Arten mit einer so geringen genetischen Vielfalt sind normalerweise stark vom Aussterben bedroht, und auch genetisch in der Regel nicht mehr gesund. So häufen sich Mutationen, die Erbkrankheiten verursachen oder die Anfälligkeit für Infektionen begünstigen. Hierfür ist der durch einen aggressiven infektiösen Gesichtstumor, die Devil Facial Tumour Disease (DFTD), extrem bedrohte Beutelteufel ein gutes Beispiel. Im Unterschied dazu scheint es den Schabrackenhyänen allerdings noch recht gut zu gehen.

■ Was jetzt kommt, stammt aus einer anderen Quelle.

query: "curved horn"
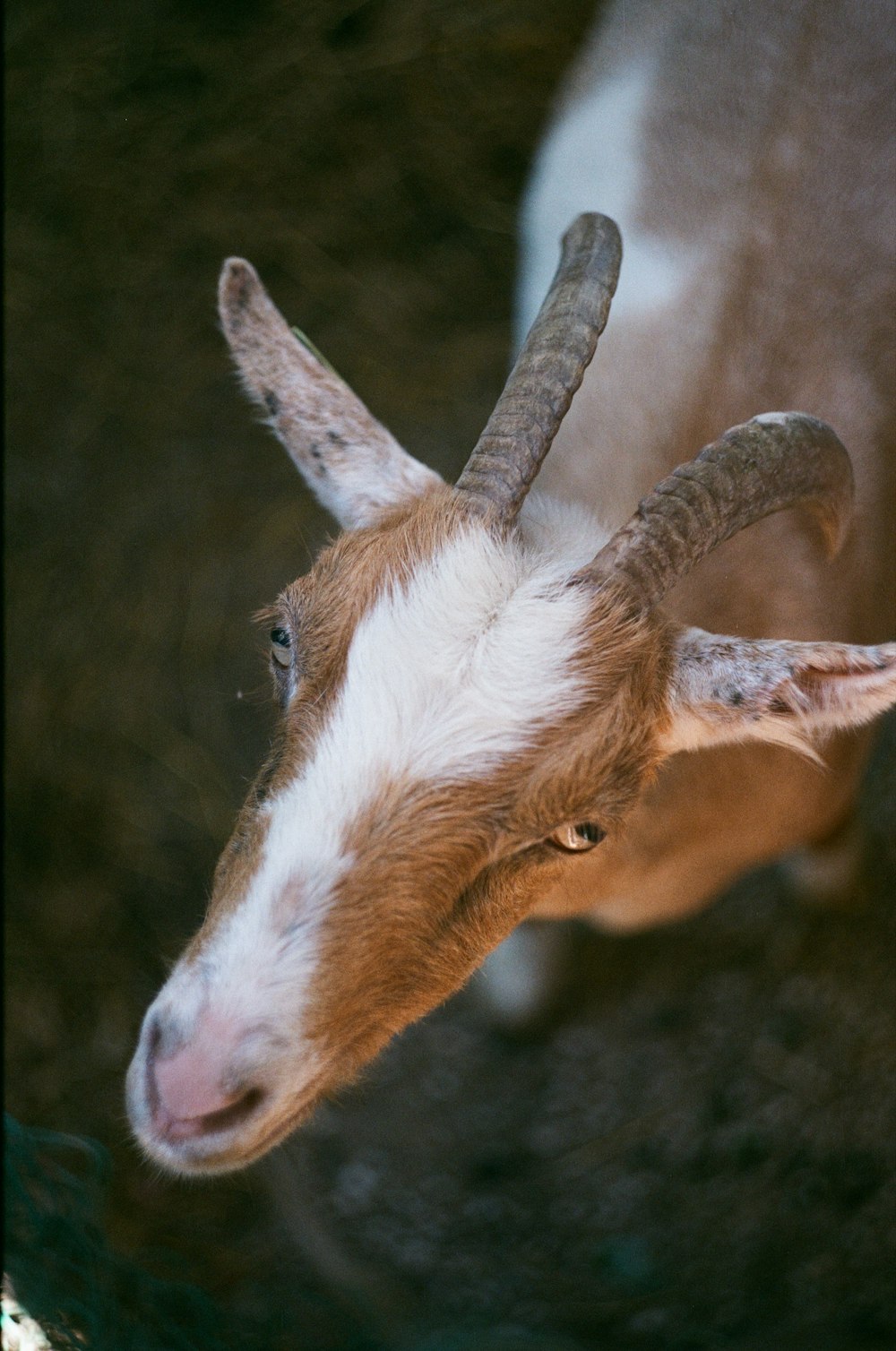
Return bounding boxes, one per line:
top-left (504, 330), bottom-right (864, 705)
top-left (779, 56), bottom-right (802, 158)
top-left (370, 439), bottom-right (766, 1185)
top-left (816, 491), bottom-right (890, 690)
top-left (457, 212), bottom-right (622, 524)
top-left (576, 413), bottom-right (853, 609)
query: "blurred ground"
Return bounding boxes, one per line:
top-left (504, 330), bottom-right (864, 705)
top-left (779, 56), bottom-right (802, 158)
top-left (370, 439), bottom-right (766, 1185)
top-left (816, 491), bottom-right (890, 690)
top-left (5, 0), bottom-right (896, 1351)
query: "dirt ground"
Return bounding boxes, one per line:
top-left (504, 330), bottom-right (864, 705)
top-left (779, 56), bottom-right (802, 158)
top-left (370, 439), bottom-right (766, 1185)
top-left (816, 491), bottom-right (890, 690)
top-left (5, 0), bottom-right (896, 1351)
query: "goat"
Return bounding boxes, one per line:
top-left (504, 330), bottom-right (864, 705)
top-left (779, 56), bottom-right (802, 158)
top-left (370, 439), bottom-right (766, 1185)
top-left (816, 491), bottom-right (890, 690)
top-left (128, 0), bottom-right (896, 1173)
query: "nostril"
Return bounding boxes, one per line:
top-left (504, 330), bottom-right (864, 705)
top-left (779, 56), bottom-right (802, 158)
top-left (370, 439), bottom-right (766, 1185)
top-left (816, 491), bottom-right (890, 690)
top-left (146, 1015), bottom-right (162, 1061)
top-left (167, 1088), bottom-right (265, 1139)
top-left (200, 1088), bottom-right (265, 1131)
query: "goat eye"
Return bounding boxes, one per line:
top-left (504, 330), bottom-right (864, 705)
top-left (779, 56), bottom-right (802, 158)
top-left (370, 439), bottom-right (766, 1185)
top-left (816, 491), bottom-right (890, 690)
top-left (547, 822), bottom-right (607, 854)
top-left (271, 628), bottom-right (290, 666)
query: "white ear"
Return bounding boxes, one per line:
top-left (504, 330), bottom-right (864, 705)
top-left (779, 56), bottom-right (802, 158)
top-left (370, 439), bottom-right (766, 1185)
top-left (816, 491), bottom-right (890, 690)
top-left (218, 258), bottom-right (442, 529)
top-left (664, 628), bottom-right (896, 755)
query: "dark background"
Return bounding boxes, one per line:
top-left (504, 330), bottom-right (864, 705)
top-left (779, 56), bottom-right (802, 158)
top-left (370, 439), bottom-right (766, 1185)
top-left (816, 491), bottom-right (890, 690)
top-left (5, 0), bottom-right (896, 1351)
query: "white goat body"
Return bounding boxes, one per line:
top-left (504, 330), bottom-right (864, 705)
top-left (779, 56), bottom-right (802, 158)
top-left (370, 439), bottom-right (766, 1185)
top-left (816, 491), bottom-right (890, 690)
top-left (128, 0), bottom-right (896, 1173)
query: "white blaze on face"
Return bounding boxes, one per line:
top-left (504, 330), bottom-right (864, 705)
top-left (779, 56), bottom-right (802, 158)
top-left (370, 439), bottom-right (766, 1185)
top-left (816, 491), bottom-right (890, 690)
top-left (195, 513), bottom-right (596, 1037)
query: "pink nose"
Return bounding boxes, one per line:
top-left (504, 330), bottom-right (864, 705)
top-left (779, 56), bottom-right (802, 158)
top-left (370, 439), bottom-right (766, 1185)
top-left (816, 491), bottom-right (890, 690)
top-left (149, 1018), bottom-right (263, 1139)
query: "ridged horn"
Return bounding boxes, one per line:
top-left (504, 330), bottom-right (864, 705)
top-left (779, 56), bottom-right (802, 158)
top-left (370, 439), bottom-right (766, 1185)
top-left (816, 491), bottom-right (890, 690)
top-left (576, 413), bottom-right (853, 609)
top-left (457, 212), bottom-right (622, 524)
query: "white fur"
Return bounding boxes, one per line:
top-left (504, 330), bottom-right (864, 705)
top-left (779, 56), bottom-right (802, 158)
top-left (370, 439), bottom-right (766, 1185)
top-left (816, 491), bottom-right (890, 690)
top-left (159, 497), bottom-right (606, 1037)
top-left (516, 64), bottom-right (697, 340)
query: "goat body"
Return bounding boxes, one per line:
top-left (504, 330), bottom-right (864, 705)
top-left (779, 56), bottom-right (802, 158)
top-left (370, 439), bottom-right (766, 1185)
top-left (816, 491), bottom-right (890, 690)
top-left (128, 0), bottom-right (896, 1173)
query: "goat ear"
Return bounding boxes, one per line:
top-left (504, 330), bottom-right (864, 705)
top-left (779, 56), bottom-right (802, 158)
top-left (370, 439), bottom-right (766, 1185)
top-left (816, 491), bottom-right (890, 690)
top-left (665, 628), bottom-right (896, 756)
top-left (218, 258), bottom-right (442, 529)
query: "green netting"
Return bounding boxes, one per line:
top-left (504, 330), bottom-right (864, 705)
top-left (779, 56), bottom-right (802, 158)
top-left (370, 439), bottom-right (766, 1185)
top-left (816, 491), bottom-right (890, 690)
top-left (4, 1116), bottom-right (235, 1351)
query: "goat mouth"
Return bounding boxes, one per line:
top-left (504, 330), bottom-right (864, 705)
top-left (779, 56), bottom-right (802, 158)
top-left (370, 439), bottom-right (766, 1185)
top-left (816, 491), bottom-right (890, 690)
top-left (131, 1056), bottom-right (324, 1174)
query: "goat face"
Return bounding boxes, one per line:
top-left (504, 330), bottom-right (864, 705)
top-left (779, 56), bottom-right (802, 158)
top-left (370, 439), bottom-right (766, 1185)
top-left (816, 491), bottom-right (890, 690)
top-left (128, 218), bottom-right (896, 1173)
top-left (124, 487), bottom-right (670, 1171)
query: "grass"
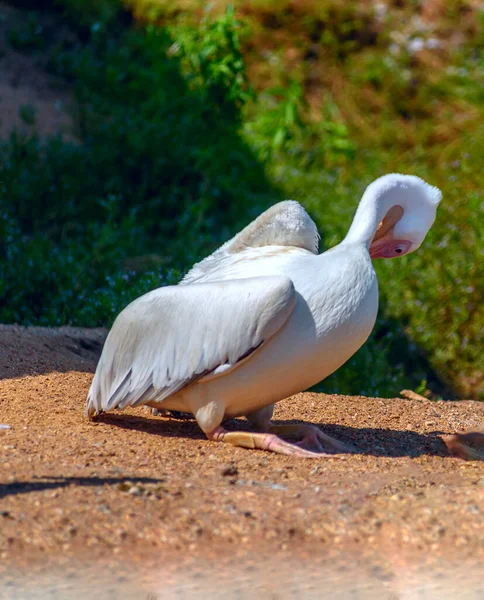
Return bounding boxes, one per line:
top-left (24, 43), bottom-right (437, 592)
top-left (0, 0), bottom-right (484, 398)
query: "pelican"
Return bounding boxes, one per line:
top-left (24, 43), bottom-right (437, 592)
top-left (87, 174), bottom-right (441, 458)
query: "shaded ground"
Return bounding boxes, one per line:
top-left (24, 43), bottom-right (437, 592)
top-left (0, 326), bottom-right (484, 598)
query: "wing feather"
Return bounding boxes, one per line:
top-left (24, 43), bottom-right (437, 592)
top-left (181, 200), bottom-right (319, 284)
top-left (87, 276), bottom-right (296, 415)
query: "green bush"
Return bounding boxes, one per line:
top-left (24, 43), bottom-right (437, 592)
top-left (0, 0), bottom-right (484, 404)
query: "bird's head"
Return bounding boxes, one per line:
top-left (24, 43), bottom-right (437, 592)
top-left (364, 174), bottom-right (442, 258)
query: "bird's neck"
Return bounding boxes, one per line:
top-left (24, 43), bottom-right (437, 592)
top-left (343, 189), bottom-right (395, 248)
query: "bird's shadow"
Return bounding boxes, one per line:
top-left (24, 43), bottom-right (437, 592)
top-left (98, 413), bottom-right (449, 458)
top-left (0, 477), bottom-right (164, 500)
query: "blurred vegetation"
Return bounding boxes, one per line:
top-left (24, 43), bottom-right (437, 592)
top-left (0, 0), bottom-right (484, 398)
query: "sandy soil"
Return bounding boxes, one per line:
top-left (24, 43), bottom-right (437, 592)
top-left (0, 326), bottom-right (484, 598)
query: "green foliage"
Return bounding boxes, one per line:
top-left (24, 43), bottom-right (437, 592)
top-left (0, 0), bottom-right (484, 397)
top-left (245, 81), bottom-right (355, 165)
top-left (7, 12), bottom-right (45, 52)
top-left (0, 2), bottom-right (279, 325)
top-left (170, 7), bottom-right (254, 118)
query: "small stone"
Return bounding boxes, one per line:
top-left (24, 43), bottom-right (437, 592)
top-left (222, 465), bottom-right (239, 477)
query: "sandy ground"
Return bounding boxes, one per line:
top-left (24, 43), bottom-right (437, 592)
top-left (0, 326), bottom-right (484, 599)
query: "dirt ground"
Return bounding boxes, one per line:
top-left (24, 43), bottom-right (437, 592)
top-left (0, 326), bottom-right (484, 599)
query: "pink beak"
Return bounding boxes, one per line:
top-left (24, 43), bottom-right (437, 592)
top-left (369, 239), bottom-right (412, 258)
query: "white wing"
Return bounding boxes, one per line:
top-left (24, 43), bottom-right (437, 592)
top-left (180, 200), bottom-right (319, 284)
top-left (87, 276), bottom-right (296, 415)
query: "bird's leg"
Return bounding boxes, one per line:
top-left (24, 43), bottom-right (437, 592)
top-left (206, 426), bottom-right (334, 458)
top-left (247, 405), bottom-right (354, 452)
top-left (268, 423), bottom-right (354, 452)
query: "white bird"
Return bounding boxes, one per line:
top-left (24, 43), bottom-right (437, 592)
top-left (87, 174), bottom-right (441, 457)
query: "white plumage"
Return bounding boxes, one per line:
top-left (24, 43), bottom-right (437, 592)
top-left (87, 174), bottom-right (441, 457)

Auf Grundlage der untersuchten Genome zeigten sie keinerlei Anzeichen von Inzucht oder genetisch bedingten Krankheiten.

Erklärung gesucht

Wieso die Hyänen trotz ihres großen Verbreitungsgebiets eine so geringe genetische Vielfalt besitzen, ist noch ein großes Rätsel. Die Daten deuten darauf hin, dass die genetische Vielfalt gleichzeitig mit einer graduellen aber stetigen Abnahme der Populationsgröße gesunken ist. Am Ende des Pleistozäns (vor etwa 11.700 Jahren) nahm der Bestand noch einmal deutlich ab, möglicherweise weil in dieser Zeit viele Großtierarten ausgestorben sind und dadurch insgesamt weniger Nahrung für die Aasfresser zur Verfügung stand. Weitere Gründe könnten damals eine Abnahme der Lebensräume sowie der Aufstieg von Konkurrenten gewesen sein. „Dieser langsame Niedergang könnte es der Schabrackenhyäne erlaubt haben, sich an die niedrige genetische Vielfalt anzupassen. Vielleicht haben sie so Mechanismen entwickelt, um einer Verschlechterung des Gesundheitszustands entgegenzuwirken“, spekuliert Westbury.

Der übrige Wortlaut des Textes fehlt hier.